On the petrochemicals front, higher input prices (crude oil) lead to reduction in the EBIT margins from 14.5% in 3QFY06 to 12.9% in 3QFY07. Increase in the capacity addition is expected to increase volumes and is thereby expected to drive EBIT in the future.

Segmental analysis…
Particulars 3QFY06 3QFY07 Change 9mFY06 9mFY07 Change
Segmental sales
Petrochemicals 73,530 108,950 48.2% 221,940 315,560 42.2%
Refining 151,790 208,700 37.5% 498,690 649,400 30.2%
Others 4,970 6,340 27.6% 13,510 17,190 27.2%
Total gross revenues 230,290 323,990 40.7% 734,140 982,150 33.8%
Segmental EBIT
Petrochemicals 10,640 14,070 32.2% 32,250 42,580 32.0%
EBIT margins 14.5% 12.9%   14.5% 13.5%  
Refining 8,560 19,250 124.9% 41,750 59,160 41.7%
EBIT margins 11.6% 17.7%   18.8% 18.7%  
Others 3,200 3,640 13.8% 7,860 11,120 41.5%
EBIT margins 4.4% 3.3%   3.5% 3.5%  
Total EBIT 22,400 36,960 65.0% 81,860 112,860 37.9%

Robust bottomline growth: Lower investment surplus owing to investment of the same in RPL (Reliance Petroleum limited), lead to significant decline in the other income component. Interest expenditure increased by 51% YoY and 28% YoY for 3QFY07 and 9mFY07 respectively. Increase could be attributed to increase in the borrowings and exchange rate fluctuations. Depreciation expenditure also increased by 29% YoY during the quarter and 24% YoY during nine months ended December 2006. In a nutshell, superior operating performance has helped the company to register a bottomline growth of 58% YoY and 23% YoY for 3QFY07 and 9mFY07 respectively.

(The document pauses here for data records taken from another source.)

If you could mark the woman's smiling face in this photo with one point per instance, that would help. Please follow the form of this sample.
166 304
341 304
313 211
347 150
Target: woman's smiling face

Performance over the recent past…
(Rs m) 4QFY05 1QFY06 2QFY06 3QFY06 4QFY06 1QFY07 2QFY07 3QFY07
Sales growth(%, YoY) 26.4% 24.5% 28.2% 2.3% 37.6% 37.9% 37.4% 45.7%
Operating profit margins 19.9% 20.1% 17.9% 16.4% 16.5% 17.3% 16.0% 17.8%
Net profit margins 12.8% 13.0% 12.0% 9.8% 10.2% 10.4% 9.5% 10.6%
Net profit growth(YoY) 61.5% 60.8% 41.6% -15.1% 9.2% 10.3% 9.2% 57.6%

What to expect?
At the current price of Rs 1,380, the stock is trading at a price to earnings multiple of 17.9 times its annualised 3QFY07 earnings. The refining segment is expected to deliver robust GRMs on the back of superior product mix and complex refinery configuration. On the petrochemical front, margins are going to reduce gradually with increased capacities globally, however with lower per capita consumption in the domestic markets coupled with a booming economy, higher volumes are going to propel the petrochemical EBIT.

RIL’s share price has registered significant gain post the de-merger. These gains were on the back of positive news flows in the new ventures such as exploration and development and retailing. However, the value of the current business seems to be fairly factored into the valuation. Thus, we believe focus has now significantly shifted to execution of the new ventures. RIL has a proven track record and superior execution capabilities. However, the nature of the execution risk in the new ventures is different from what the company has faced in the past.

In the upcoming retailing venture, the lack of visibility in terms of business model and revenues from the venture makes the valuation difficult. On the exploration segment, KG basin has proved to be a world-class oil and gas field for the country. Reliance, being one of the major operators active in the area, is set to benefit from the same. There exists immense potential regarding the futher upside to the current reserves. The company’s Sohagpur East and West blocks are considered as world class CBM blocks. However, in the upstream segment, lack of clarity regarding the size of potential reserves along with issue in commercialization of the large-scale CBM blocks does once again make valuations difficult.